Additionally, PWM induces cell division in B and T lymphocytes – this is what makes it a mitogen: it induces mitosis or cell division. But what is interesting is that by increasing T and B cell proliferation, PWM enhances two separate mechanisms that target cancer cells. T cells directly and indirectly kill antigenic tumor cells, and B cells are raw material for plasma cells, which develop into antibodies, which check the growth of cancer cells.

It’s kind of like a special ops team marking a target with a laser beam from a mile away, then a jetfighter swooping over and bombing the marked target.  Poke serves as both the laser-wielding special operative and the jetfighter.
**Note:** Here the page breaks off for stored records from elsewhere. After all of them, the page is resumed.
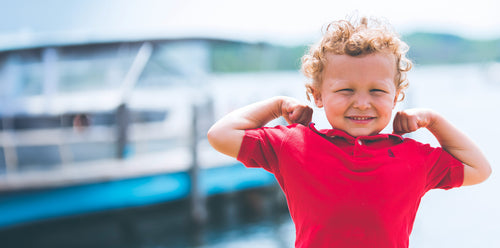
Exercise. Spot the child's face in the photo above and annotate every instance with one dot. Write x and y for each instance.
(358, 93)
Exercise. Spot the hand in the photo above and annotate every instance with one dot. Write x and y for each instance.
(407, 121)
(296, 112)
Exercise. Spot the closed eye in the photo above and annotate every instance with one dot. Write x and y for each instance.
(378, 91)
(345, 90)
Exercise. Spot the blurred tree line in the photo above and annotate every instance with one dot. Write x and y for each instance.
(425, 48)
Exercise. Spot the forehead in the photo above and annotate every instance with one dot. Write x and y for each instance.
(371, 67)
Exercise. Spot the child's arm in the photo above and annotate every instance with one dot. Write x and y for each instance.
(476, 167)
(227, 134)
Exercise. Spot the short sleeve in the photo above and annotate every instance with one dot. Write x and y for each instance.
(260, 147)
(444, 170)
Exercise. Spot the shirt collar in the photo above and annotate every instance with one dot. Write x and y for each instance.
(332, 133)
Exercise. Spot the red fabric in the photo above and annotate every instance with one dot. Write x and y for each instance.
(350, 192)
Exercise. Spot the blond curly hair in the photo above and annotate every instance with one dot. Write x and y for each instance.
(356, 38)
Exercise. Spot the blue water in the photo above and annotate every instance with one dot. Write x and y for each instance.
(466, 217)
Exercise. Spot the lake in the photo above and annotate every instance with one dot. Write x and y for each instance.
(468, 95)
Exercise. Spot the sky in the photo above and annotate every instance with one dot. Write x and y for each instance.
(24, 22)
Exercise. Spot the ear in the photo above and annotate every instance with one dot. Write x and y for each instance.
(317, 97)
(396, 97)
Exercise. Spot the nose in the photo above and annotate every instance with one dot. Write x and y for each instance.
(361, 101)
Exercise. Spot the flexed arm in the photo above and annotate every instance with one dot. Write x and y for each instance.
(227, 134)
(476, 166)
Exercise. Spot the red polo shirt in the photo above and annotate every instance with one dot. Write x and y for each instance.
(350, 192)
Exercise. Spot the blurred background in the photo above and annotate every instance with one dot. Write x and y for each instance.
(104, 107)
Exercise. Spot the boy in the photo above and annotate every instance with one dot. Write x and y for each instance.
(351, 186)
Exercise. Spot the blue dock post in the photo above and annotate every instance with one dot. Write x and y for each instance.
(197, 198)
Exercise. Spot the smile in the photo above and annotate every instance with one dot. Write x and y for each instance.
(361, 118)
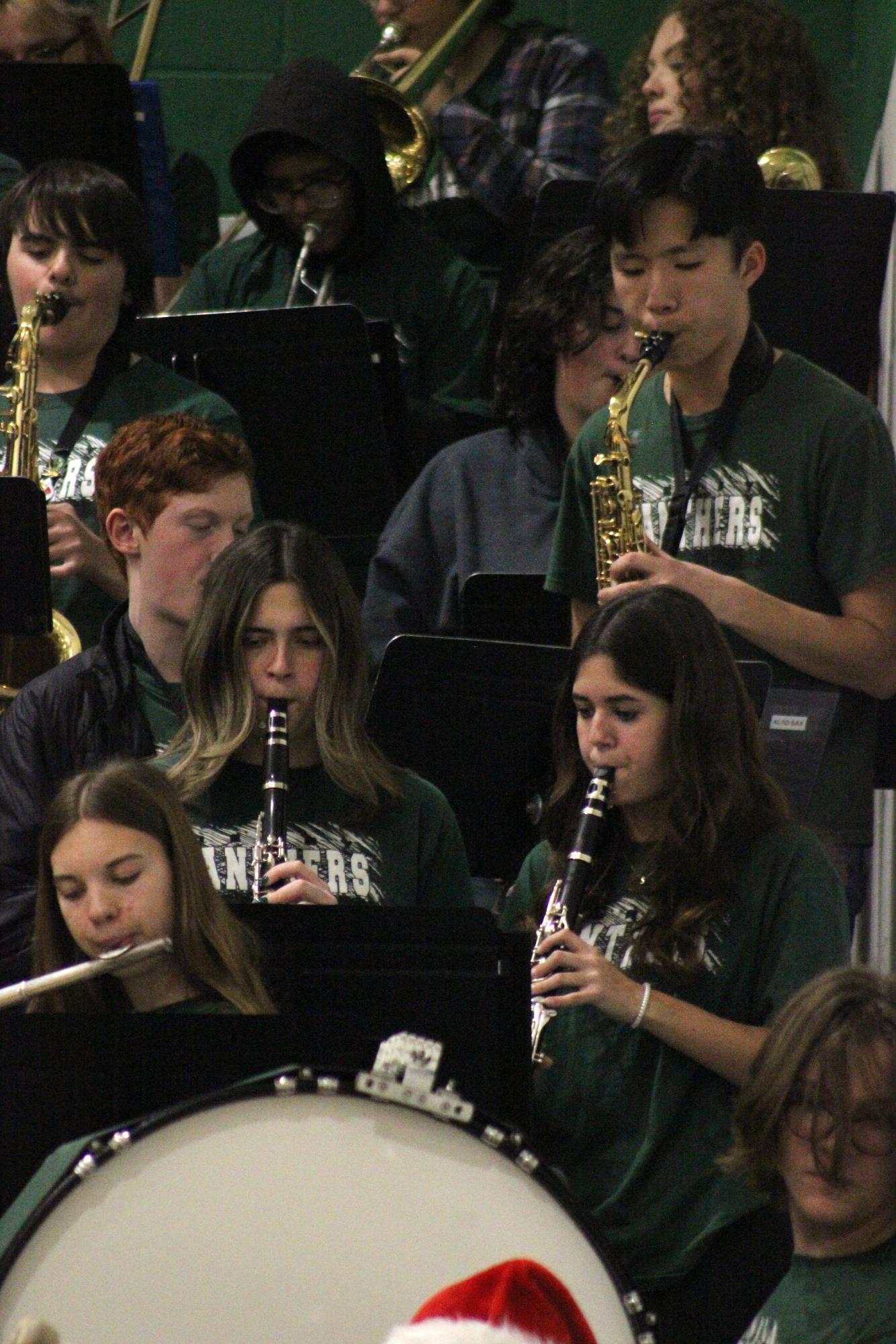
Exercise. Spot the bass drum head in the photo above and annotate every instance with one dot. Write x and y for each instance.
(315, 1216)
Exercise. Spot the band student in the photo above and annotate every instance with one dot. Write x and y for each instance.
(787, 538)
(173, 492)
(280, 621)
(490, 503)
(742, 65)
(120, 866)
(515, 107)
(816, 1124)
(77, 229)
(312, 155)
(706, 911)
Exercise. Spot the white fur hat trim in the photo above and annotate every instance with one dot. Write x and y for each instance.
(443, 1331)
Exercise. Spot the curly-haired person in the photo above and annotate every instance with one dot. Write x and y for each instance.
(731, 64)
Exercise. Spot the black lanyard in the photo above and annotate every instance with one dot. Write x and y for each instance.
(750, 370)
(114, 359)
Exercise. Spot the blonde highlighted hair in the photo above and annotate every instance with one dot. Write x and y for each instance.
(221, 711)
(212, 948)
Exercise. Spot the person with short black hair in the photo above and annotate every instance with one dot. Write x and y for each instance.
(784, 476)
(517, 107)
(490, 503)
(816, 1125)
(705, 910)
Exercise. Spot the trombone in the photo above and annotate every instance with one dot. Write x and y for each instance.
(151, 9)
(404, 126)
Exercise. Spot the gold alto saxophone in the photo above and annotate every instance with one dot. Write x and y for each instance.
(565, 902)
(616, 506)
(26, 656)
(271, 830)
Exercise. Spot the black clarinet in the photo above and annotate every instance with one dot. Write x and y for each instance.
(565, 902)
(271, 831)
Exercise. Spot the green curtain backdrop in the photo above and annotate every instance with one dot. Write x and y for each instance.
(213, 60)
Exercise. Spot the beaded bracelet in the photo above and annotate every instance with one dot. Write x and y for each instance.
(639, 1016)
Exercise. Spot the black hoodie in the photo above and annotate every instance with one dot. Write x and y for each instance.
(390, 265)
(316, 103)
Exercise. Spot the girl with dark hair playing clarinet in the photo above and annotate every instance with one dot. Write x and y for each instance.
(706, 910)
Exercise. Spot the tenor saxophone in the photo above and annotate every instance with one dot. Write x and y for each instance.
(26, 656)
(566, 899)
(616, 504)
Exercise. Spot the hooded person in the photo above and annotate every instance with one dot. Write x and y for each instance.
(314, 154)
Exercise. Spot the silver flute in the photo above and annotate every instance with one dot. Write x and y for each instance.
(565, 901)
(271, 830)
(107, 964)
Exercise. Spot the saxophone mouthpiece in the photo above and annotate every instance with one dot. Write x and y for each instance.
(53, 307)
(655, 346)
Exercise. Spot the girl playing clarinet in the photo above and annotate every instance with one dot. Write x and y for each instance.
(706, 911)
(280, 621)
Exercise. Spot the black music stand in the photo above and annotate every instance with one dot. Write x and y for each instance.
(475, 718)
(351, 977)
(71, 112)
(823, 287)
(303, 384)
(514, 607)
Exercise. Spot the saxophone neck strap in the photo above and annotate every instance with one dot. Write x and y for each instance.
(749, 374)
(112, 361)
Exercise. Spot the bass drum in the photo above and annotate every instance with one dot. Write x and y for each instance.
(291, 1208)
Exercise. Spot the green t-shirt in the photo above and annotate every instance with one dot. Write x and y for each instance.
(437, 302)
(846, 1300)
(635, 1124)
(804, 507)
(146, 389)
(410, 854)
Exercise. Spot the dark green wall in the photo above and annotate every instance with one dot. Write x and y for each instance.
(213, 60)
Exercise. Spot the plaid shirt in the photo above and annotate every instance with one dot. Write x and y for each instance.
(537, 118)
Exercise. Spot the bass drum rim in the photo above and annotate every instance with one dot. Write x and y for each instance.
(510, 1143)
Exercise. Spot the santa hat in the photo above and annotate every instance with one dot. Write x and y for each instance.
(514, 1302)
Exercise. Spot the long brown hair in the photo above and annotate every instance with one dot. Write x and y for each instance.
(212, 948)
(760, 76)
(835, 1022)
(721, 797)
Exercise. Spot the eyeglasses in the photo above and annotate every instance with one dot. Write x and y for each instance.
(44, 56)
(871, 1132)
(322, 190)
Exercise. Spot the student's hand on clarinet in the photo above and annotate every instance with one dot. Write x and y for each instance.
(573, 972)
(295, 883)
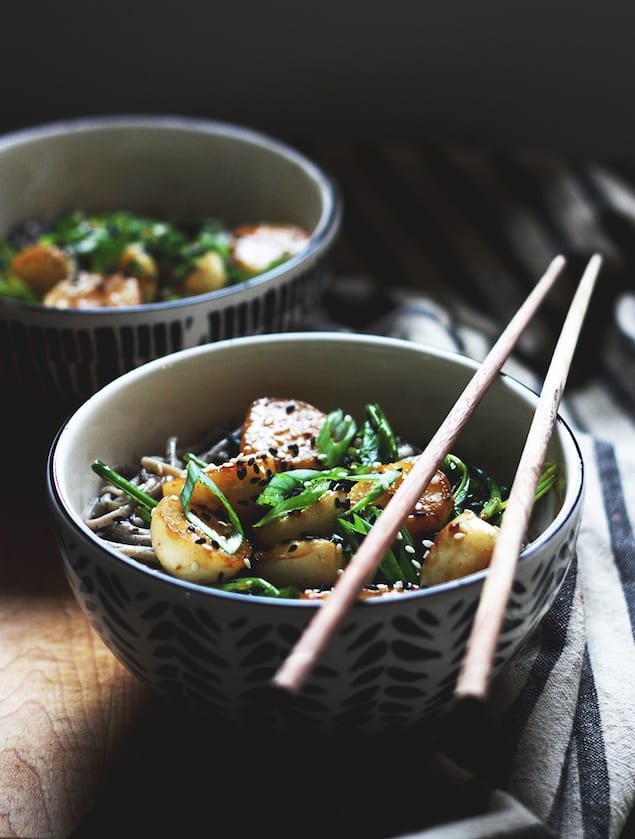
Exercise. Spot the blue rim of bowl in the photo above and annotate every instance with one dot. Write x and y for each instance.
(157, 574)
(320, 243)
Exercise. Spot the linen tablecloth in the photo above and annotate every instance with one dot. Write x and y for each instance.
(440, 246)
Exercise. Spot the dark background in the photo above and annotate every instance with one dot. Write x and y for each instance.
(554, 73)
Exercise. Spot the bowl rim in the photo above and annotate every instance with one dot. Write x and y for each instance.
(58, 505)
(321, 239)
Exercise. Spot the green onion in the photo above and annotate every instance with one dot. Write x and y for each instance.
(257, 585)
(193, 476)
(352, 529)
(145, 501)
(460, 487)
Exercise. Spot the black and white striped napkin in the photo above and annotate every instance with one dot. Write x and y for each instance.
(441, 246)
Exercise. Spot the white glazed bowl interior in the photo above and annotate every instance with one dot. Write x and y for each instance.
(175, 168)
(195, 390)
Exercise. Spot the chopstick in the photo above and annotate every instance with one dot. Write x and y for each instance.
(474, 675)
(309, 646)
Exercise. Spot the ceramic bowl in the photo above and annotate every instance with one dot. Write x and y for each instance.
(394, 660)
(162, 165)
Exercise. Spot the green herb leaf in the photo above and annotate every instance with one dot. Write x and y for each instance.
(145, 501)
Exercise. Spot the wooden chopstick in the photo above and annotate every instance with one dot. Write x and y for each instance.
(307, 649)
(474, 676)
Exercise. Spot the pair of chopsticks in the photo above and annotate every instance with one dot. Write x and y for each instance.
(474, 676)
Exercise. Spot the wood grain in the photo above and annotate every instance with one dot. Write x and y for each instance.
(66, 704)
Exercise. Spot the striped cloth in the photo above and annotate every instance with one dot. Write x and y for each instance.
(441, 246)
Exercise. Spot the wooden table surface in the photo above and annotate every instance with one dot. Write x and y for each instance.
(86, 750)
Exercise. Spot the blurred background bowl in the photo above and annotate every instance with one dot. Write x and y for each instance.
(167, 166)
(395, 660)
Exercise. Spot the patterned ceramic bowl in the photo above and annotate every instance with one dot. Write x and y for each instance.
(173, 167)
(394, 660)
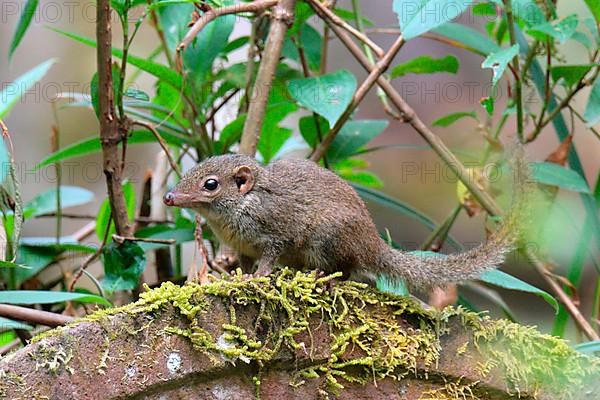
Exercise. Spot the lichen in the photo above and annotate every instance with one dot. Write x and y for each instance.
(372, 335)
(453, 390)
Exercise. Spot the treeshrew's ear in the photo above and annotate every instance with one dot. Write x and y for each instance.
(244, 179)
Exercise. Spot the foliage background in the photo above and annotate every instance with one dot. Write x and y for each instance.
(30, 122)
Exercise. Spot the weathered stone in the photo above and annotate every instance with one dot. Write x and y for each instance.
(292, 337)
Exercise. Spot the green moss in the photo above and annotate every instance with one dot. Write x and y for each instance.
(367, 342)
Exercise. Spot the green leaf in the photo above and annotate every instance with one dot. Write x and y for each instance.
(426, 65)
(499, 60)
(570, 73)
(592, 109)
(592, 26)
(272, 136)
(402, 208)
(450, 119)
(465, 35)
(555, 175)
(588, 347)
(350, 16)
(8, 324)
(310, 41)
(416, 16)
(159, 71)
(327, 95)
(199, 56)
(506, 281)
(136, 94)
(8, 264)
(94, 89)
(395, 287)
(123, 266)
(92, 145)
(66, 243)
(561, 31)
(24, 21)
(594, 7)
(45, 203)
(179, 234)
(353, 136)
(36, 260)
(122, 7)
(528, 12)
(13, 91)
(31, 297)
(104, 213)
(488, 104)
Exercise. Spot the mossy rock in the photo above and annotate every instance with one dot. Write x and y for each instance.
(294, 335)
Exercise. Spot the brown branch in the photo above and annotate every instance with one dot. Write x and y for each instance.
(161, 142)
(283, 16)
(343, 24)
(210, 15)
(360, 94)
(565, 300)
(121, 239)
(487, 202)
(411, 117)
(111, 133)
(34, 316)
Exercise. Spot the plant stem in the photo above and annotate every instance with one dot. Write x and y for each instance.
(110, 131)
(441, 232)
(360, 94)
(516, 69)
(361, 28)
(283, 15)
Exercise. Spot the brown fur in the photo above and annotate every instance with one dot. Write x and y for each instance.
(295, 213)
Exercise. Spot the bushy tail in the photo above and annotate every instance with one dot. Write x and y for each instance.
(426, 270)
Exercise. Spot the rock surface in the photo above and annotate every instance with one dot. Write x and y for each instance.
(293, 336)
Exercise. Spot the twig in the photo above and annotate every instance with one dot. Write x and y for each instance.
(411, 117)
(516, 69)
(140, 219)
(111, 133)
(565, 300)
(362, 91)
(450, 159)
(283, 16)
(210, 15)
(122, 239)
(360, 26)
(34, 316)
(93, 257)
(161, 142)
(343, 24)
(325, 45)
(225, 100)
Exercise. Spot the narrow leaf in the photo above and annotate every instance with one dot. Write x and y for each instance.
(592, 109)
(416, 16)
(450, 119)
(498, 61)
(12, 92)
(570, 73)
(327, 95)
(8, 324)
(30, 297)
(24, 21)
(469, 37)
(556, 175)
(506, 281)
(426, 65)
(159, 71)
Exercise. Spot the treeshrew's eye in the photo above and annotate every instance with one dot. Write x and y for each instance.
(211, 184)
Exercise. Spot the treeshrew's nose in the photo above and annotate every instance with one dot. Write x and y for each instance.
(169, 198)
The idea of purposely causing cell proliferation may sound kind of scary, since after all what is cancer if not cell division run amok?  Here I think that dosage and duration of treatment is important, and this is why I’d rather talk to you in person if you’re interested in trying it out rather than just make it part of this formula.  I am currently making an alcohol extract for careful internal use, and an oil extract for external use (for lymphatic swellings, skin cancers, and close-to-the-surface tumors, such as many breast cancers).  

It is probably simplistic to think that poke will help in all cancers, since "cancer" is actually many different diseases.  Personally, I would be wary of giving poke extract to patients with one of the blood cancers, since they are already having issues with proliferation of certain kinds of blood cells.  Poke is strong medicine, far on the pharmaceutical end of the food-to-drug spectrum on which we can place herbal medicines.  But its novel mechanism for stimulating the immune system to go after cancerous cells, and its long history of use as a cancer treatment, make me very excited to be able to offer it to you as another powerful nudge (or should I say "poke"?) to encourage your body to kick cancer.